MBS sait que la tâche qui l’attend sera rude, et que le sort d’un réformateur iconoclaste en Arabie est souvent éclaboussé de sang… ». Emmanuel Razavi avertit quant à lui que le prince fougueux et controversé « serait bien inspiré de se concentrer sur les réformes indispensables de la société saoudienne et de se désengager des massacres de la population Yéménite, de sa position ultra persophobe, de ses choix hasardeux d’armement de rebelles incontrôlables en Syrie, de ses montées de colères face au voisin qatari, ainsi que de son jeu de marionnettiste avec le premier ministre libanais Saad Hariri, aujourd’hui nu comme un vers face à un Hezbollah tout puissant depuis les dernières élections législatives au pays des cèdres ». Razavi poursuit en appelant à ne surtout pas arriver en Orient avec des idées reçues occidentales et être trop naïf : « d’abord parce que la notion de réforme en islam n’est pas toujours synonyme de progrès social et démocratique. Ensuite parce que Salmane est menacé par la vieille garde qui veut l’abattre. Salmane le sait, et il a entamé plusieurs vagues d’arrestations contre tous ceux qui ne partageaient pas sa vision de réformes, sous couvert de lutte contre la corruption, ou encore de lutte contre ceux qu’il désigne comme des traitres. Dans tous les cas, cette frénésie d’arrestations, teintée de paranoïa le met dans une situation délicate. Il est à la fois un détonateur, et une cible. Il y a aussi de nombreux foyers de contestations en Arabie saoudite, notamment parmi les chiites de l’Est du pays qui représentent une minorité souvent brimée. Plus que jamais, Al Qaïda Dans la Péninsule arabique, très présente et disposant de relais dans la société saoudienne et ailleurs, lui reproche son ‘progressisme’ forcené. Il est donc menacé à plusieurs niveaux.

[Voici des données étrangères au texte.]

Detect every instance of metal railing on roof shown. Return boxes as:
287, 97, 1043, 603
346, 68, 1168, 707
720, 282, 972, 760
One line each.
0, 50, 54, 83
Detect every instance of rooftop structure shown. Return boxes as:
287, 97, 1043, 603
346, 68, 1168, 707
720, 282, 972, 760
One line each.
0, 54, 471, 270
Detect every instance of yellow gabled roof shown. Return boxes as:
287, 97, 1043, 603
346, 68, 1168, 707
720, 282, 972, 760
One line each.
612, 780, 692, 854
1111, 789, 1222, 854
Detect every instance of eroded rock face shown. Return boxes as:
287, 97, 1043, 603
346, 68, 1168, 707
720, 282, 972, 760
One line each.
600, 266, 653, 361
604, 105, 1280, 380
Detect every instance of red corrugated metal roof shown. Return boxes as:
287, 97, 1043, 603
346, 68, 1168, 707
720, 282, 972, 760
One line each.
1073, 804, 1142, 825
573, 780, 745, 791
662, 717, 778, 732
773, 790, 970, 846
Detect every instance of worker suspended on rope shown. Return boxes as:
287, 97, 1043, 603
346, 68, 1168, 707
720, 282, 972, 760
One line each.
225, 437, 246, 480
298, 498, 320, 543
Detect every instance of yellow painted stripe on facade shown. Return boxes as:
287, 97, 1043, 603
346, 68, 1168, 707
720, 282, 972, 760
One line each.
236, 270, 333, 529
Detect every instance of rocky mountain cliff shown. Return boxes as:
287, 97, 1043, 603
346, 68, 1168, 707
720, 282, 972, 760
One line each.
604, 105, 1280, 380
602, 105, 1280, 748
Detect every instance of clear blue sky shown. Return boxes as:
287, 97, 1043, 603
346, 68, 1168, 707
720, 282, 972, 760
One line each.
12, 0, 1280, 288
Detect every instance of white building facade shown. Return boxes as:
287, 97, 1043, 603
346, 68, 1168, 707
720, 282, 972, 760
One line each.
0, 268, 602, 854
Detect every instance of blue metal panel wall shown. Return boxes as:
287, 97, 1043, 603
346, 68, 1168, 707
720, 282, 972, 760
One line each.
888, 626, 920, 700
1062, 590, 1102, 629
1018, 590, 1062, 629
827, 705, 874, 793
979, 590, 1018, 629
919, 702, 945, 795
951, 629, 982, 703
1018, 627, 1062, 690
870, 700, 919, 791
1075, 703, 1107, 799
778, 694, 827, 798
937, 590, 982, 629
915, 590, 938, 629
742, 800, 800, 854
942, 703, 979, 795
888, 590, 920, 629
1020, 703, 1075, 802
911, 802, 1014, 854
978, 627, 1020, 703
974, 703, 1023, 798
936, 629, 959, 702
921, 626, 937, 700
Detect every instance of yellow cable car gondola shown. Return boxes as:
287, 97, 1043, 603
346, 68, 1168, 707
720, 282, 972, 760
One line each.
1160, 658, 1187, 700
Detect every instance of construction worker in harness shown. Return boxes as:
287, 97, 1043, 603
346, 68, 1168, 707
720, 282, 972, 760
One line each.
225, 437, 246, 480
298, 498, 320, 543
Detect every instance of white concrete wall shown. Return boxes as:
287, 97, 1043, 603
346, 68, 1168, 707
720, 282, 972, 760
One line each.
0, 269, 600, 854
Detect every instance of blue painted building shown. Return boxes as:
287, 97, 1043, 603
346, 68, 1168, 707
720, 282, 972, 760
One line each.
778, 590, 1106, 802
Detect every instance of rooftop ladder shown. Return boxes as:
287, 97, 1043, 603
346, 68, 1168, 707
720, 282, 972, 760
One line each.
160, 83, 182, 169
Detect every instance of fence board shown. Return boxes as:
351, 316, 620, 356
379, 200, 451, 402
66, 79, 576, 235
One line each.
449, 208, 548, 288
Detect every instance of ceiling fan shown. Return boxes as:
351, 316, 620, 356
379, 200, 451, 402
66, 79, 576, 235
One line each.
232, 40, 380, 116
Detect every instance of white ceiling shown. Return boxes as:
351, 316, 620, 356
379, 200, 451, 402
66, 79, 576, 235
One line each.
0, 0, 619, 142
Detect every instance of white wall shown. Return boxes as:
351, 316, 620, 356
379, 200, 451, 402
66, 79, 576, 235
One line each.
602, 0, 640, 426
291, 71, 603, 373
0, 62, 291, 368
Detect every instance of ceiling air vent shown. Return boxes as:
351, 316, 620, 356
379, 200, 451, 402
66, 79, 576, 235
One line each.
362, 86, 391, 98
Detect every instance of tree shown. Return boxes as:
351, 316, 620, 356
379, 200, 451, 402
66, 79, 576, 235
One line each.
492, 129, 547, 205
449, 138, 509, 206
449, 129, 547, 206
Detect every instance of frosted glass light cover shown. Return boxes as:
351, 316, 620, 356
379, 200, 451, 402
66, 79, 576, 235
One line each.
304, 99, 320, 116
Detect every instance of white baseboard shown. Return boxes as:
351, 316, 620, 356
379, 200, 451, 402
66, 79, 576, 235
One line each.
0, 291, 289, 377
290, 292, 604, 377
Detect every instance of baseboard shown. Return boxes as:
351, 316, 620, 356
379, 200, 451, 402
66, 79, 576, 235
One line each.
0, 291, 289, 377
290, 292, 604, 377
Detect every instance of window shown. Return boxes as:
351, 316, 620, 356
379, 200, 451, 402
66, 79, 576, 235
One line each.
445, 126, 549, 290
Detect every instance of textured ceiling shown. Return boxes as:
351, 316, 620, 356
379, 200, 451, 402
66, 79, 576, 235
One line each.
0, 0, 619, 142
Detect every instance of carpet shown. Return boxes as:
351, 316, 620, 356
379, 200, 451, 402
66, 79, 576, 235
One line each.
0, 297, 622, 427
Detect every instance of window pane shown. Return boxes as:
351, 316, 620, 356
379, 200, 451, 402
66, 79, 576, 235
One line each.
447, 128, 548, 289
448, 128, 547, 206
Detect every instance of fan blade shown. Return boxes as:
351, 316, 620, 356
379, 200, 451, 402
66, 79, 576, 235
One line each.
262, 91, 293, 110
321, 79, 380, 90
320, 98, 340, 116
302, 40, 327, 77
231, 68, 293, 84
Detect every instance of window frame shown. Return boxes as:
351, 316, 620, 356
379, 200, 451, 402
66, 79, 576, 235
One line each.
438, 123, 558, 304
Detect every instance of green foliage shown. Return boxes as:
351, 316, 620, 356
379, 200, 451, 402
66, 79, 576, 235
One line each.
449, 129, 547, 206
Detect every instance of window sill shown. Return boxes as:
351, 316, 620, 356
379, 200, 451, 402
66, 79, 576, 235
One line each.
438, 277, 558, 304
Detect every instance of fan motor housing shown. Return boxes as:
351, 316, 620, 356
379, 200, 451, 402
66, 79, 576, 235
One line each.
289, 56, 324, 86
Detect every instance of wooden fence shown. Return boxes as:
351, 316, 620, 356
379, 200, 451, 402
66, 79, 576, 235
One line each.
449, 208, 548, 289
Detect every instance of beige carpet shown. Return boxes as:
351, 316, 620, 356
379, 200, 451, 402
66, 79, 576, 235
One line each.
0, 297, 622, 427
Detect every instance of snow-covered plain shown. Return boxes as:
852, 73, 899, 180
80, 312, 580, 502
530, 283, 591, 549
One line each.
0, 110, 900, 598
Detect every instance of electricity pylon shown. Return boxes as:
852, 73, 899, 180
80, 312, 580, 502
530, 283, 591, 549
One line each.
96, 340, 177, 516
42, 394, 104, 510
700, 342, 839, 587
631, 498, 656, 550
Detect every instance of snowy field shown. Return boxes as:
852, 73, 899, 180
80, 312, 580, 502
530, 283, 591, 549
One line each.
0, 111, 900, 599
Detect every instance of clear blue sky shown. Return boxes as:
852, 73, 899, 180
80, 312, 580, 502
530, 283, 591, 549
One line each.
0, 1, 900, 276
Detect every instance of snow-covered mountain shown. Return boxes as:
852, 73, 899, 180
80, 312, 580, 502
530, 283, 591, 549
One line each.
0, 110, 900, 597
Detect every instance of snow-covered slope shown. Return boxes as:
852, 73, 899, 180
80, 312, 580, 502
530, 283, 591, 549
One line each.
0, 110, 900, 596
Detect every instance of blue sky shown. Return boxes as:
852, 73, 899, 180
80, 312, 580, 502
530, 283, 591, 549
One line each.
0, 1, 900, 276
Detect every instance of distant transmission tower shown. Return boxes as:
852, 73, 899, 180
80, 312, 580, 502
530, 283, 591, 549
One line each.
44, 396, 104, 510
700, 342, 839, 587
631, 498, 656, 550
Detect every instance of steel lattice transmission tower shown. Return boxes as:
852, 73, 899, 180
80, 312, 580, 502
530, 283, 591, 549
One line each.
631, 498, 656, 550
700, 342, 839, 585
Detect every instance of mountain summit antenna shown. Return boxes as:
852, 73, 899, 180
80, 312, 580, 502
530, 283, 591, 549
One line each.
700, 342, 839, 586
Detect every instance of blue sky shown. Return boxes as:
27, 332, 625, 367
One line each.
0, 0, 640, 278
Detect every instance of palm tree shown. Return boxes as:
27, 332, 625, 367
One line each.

En guise de conclusion : gare à l’Iran…

Lui-même d’origine iranienne, bien que d’une famille proche du Shah d’Iran et aucunement soupçonnable de complaisance avec le régime des Mollahs iraniens, Emmanuel Razavi avertit également que si MBS « ne manque pas de courage, il ne faut pas perdre de vue non plus que la façon dont Salmane a lancé sa campagne de changements perturbe les équilibres fragiles dans le Golfe Persique ». On le voit par exemple avec le Qatar, depuis le Printemps 2017, et au Yémen puis dans la gestion du dossier iranien. « Le fait qu’il attise le feu de la discorde avec l‘Iran est très dangereux », d’après Razavi, qui rappelle que l’Iran est un grand pays, une puissance historiquement incontournable dans le Golfe, que sa société est jeune, très éduquée, ouverte sur le monde, et surtout que son armée sans aucun doute mieux entraînée et beaucoup plus cohérente que l’armée saoudienne… ». De ce point de vue, le talon d’Achille de MBS est probablement son bellicisme régional et son obsession anti-chiite-iranienne. Selon Emmanuel Razavi, « il faut donc empêcher Bin Salmane, encouragé par les Américains et Trump de poursuivre sa quête anti-iranienne. Sans quoi cela risque de conduire à un nouveau conflit dans la région qui ne lui sera pas favorable, même s’il croit unir son pays contre un ennemi extérieur et qu’il se croit soutenu sur le long terme par les Etats-Unis »… Suite au prochain épisode, notamment concernant l’hypothétique refonte de l’accord sur le nucléaire iranien de 2015 que le retrait américain a rendu totalement caduc.